Beitrag von buxtebrawler »

Die deutsch-türkische Koproduktion „Berlin in Berlin“ des türkischen Filmemachers Sinan Çetin („Propaganda“) aus dem Jahre 1993 ist eine dem Kanon des migrantischen Films zuzuordnende, eigenwillige Mischung aus Drama, Thriller und Komödie mit parodistischen Zügen.

Bauplaner und Fotograf Thomas (Armin Block) stellt der hübschen Dilber (Hülya Avşar, „Hasan boğuldu“), der Frau seines türkischen Arbeitskollegen, nach und fotografiert sie obsessiv. Als ihr Mann die Fotos findet, regt er sich über sie auf und gerät in Streit mit seiner Frau. Als Thomas dazwischengeht, tötet er ihn versehentlich. Zeitsprung, drei Monate später: Thomas lernt Türkisch und macht Liegestütze, nimmt Kontakt zu Dilber auf, die abweisend reagiert – doch er verfolgt sie weiter. Die Brüder des Toten lauern ihm auf und verprügeln ihn, bedrohen ihn mit einem Messer. Er flieht in eine Wohnung – ausgerechnet die seiner Verfolger – und versteckt sich dort. Am nächsten Morgen wird er entdeckt und soll erschossen werden, doch die türkische Familienmutter geht dazwischen und verbietet es, weil der Fremde Gastrecht zu genießen habe. Also will man ihn umbringen, sobald er die Wohnung verlassen hat. Ergo bleibt er eben da…

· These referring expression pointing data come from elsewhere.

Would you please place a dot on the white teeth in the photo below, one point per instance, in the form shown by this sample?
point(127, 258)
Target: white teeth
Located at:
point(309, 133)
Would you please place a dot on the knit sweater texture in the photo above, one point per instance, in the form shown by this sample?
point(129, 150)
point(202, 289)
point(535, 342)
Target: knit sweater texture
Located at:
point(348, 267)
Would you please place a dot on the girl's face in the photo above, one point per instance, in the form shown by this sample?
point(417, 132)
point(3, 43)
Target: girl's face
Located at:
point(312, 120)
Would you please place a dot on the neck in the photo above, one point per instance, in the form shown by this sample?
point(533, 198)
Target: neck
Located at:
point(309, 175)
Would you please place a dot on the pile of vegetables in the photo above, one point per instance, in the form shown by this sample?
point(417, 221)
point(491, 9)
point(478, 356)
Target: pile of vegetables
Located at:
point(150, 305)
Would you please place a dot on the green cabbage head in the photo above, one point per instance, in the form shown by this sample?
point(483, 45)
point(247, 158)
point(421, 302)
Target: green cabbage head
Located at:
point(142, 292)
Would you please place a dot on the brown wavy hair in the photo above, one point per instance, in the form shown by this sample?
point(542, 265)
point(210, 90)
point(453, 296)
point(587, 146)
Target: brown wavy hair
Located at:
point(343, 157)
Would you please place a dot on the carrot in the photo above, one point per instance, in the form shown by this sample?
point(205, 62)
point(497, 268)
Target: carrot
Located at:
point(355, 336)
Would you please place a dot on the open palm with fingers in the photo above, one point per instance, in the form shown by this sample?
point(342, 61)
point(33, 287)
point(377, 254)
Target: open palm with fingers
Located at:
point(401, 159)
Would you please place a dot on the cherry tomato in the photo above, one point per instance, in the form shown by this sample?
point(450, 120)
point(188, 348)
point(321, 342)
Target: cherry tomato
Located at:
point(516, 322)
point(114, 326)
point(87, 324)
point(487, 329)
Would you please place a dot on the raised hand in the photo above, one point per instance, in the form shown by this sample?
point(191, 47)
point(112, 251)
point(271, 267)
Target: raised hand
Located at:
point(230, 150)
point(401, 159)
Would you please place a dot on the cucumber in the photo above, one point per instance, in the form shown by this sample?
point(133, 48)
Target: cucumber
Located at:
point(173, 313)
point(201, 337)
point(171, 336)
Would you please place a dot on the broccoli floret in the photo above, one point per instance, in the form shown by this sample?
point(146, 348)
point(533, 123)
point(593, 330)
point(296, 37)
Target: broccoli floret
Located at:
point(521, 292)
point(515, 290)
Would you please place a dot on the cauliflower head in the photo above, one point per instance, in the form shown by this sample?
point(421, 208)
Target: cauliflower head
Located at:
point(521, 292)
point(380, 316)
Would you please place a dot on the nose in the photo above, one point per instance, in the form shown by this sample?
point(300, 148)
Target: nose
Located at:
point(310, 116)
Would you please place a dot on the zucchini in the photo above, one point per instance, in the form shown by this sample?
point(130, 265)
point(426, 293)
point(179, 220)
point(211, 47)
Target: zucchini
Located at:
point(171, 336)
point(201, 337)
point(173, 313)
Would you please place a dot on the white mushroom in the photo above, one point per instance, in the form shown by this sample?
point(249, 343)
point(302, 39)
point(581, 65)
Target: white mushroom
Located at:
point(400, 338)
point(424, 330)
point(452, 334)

Eine herrlich absurde Situation also, in die Çetin die Figuren seines Films bringt. Als starkes intradiegetisches Medium fungiert Thomas‘ Fotokamera, während Thomas selbst zum Medium im vermittelnden Sinne avanciert, als (reichlich ungewöhnlicher) Vermittler zwischen den Kulturen, aber auch für das Filmpublikum, denn er steuert den Film quasi. Mehrmals scheint die Zuschauerschaft direkt angesprochen zu werden, wenn eigentlich Thomas gemeint ist. Er – wohlgemerkt ein irrer Stalker – steht stellvertretend für uns „Voyeure“. Die Perspektive entspricht fast immer Thomas‘ Blickwinkel.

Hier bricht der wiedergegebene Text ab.